Durante aquella época, en Adana, como en toda Anatolia,
comenzaron las matanzas. La tierra de Levante vivía sus momentos
más viles. Nuestro Imperio agonizaba, sumido en la vergüenza; de
entre sus ruinas, surgía una multitud de abortos de país; cada uno
rogaba a su dios que hiciese callar las plegarias de los otros. Y, por
los caminos, comenzaron a extenderse los primeros cortejos de
supervivientes.
Era la hora de la muerte. Sin embargo, mi madre estaba
embarazada.
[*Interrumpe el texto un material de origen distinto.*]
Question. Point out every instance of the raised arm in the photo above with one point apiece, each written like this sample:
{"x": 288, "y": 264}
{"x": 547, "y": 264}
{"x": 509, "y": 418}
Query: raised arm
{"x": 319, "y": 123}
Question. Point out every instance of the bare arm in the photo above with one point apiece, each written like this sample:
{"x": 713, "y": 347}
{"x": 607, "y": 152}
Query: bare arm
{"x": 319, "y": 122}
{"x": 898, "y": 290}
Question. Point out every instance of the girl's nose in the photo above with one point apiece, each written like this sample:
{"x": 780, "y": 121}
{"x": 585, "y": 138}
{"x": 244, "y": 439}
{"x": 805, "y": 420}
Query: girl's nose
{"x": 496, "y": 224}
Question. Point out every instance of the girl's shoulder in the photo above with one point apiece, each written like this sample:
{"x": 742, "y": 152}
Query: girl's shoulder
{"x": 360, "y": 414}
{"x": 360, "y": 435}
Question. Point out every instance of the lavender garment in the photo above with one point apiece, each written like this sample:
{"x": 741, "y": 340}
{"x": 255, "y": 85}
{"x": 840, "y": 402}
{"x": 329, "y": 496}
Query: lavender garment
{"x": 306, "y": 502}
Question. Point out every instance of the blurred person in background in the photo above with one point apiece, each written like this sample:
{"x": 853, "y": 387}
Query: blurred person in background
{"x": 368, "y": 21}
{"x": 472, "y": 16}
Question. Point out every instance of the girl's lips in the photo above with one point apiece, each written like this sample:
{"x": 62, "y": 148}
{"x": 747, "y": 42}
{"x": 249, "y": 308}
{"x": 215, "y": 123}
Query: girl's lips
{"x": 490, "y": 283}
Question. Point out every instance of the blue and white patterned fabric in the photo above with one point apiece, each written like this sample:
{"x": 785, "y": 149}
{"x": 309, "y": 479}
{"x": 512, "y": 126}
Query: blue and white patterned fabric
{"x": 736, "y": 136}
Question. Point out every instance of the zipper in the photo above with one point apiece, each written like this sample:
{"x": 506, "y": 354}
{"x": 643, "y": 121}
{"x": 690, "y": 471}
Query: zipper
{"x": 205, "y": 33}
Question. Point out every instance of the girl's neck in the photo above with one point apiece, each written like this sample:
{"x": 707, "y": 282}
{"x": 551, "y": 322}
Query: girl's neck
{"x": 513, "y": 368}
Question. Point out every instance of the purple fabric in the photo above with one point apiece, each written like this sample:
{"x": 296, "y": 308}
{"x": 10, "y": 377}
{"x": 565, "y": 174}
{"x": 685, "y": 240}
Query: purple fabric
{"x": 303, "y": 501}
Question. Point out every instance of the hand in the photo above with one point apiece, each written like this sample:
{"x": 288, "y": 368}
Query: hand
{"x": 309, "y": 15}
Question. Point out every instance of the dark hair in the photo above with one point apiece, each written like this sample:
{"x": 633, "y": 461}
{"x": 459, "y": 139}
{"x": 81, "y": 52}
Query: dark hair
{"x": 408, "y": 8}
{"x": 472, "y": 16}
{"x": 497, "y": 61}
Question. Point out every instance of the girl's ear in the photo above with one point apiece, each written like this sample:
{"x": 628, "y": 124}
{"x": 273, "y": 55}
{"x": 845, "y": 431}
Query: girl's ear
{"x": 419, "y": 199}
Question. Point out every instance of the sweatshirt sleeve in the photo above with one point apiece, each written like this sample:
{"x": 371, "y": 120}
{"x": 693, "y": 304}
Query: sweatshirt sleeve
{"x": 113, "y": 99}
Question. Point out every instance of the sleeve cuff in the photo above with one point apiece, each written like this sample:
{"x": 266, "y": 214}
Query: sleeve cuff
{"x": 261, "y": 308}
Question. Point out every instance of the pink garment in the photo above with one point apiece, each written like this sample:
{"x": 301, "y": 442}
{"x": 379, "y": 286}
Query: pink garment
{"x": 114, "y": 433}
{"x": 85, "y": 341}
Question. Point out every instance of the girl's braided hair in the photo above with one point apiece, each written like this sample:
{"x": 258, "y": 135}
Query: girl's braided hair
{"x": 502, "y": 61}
No de mí, no; todavía no. Embarazada de mi hermana
mayor. Yo nací después de la guerra, en el diecinueve.
En mi reloj, son las doce y tres minutos. Cada vez que levanto
los gemelos para mirar por el ventanal, la joven pareja de la mesa
vecina intercambia cuchicheos de disgusto. No sé lo que se
imaginan. Lo que hago no les atañe, pero se sienten incómodos. Allí
abajo, mi hombre se agita. En todo caso, esa es la impresión que
me da desde lejos; ha girado dos o tres veces sobre sí mismo,
acaba de asomarse al río, por el que pasa una gabarra. En el
puente, unos turistas hacen señales, quizá en su dirección. No
responde; se da la vuelta. Ya no le veo el rostro. Sus hombros
parecen hundidos.
Dejo sobre la mesa el importe de mi café y me voy. Echo a andar
deprisa. Quizá no se sienta contento de volver a verme, quizá deje a
un lado su cortesía para decirme que no me meta en su existencia…
No importa, hasta nueva orden yo soy en esta ciudad su único
amigo, o al menos la única persona a la que su suerte no deja
indiferente.
Mientras cruzo por el puente au Change, echó una mirada al
hombre, que sigue inmóvil, y otra a mi reloj. Las doce y nueve.
Aprieto el paso.
Cuando llego a la mitad del puente, me inmovilizo. Contengo el
aliento. Ante él, hay una mujer. Menuda, con el cabello gris y una
ropa severa, pero de rostro riente y los ojos ya cerrados. Él, siempre
con la cabeza baja y la espalda apoyada en el friso, no la ha visto.
Ella se acerca. Murmura unas palabras, supongo, porque Ossyane
levanta la cabeza. Sus brazos se elevan también, lentamente, como
las alas de un ave que no vuela desde hace mucho.
Ahora están uno junto a la otra, abrazados. Mueven la cabeza de
la misma manera, al unísono, como para avergonzar al destino que
los separara.
Se abrazan con rabia. Creo que aún no se han dicho casi nada,
que lloran. Siento temblar mis propios labios.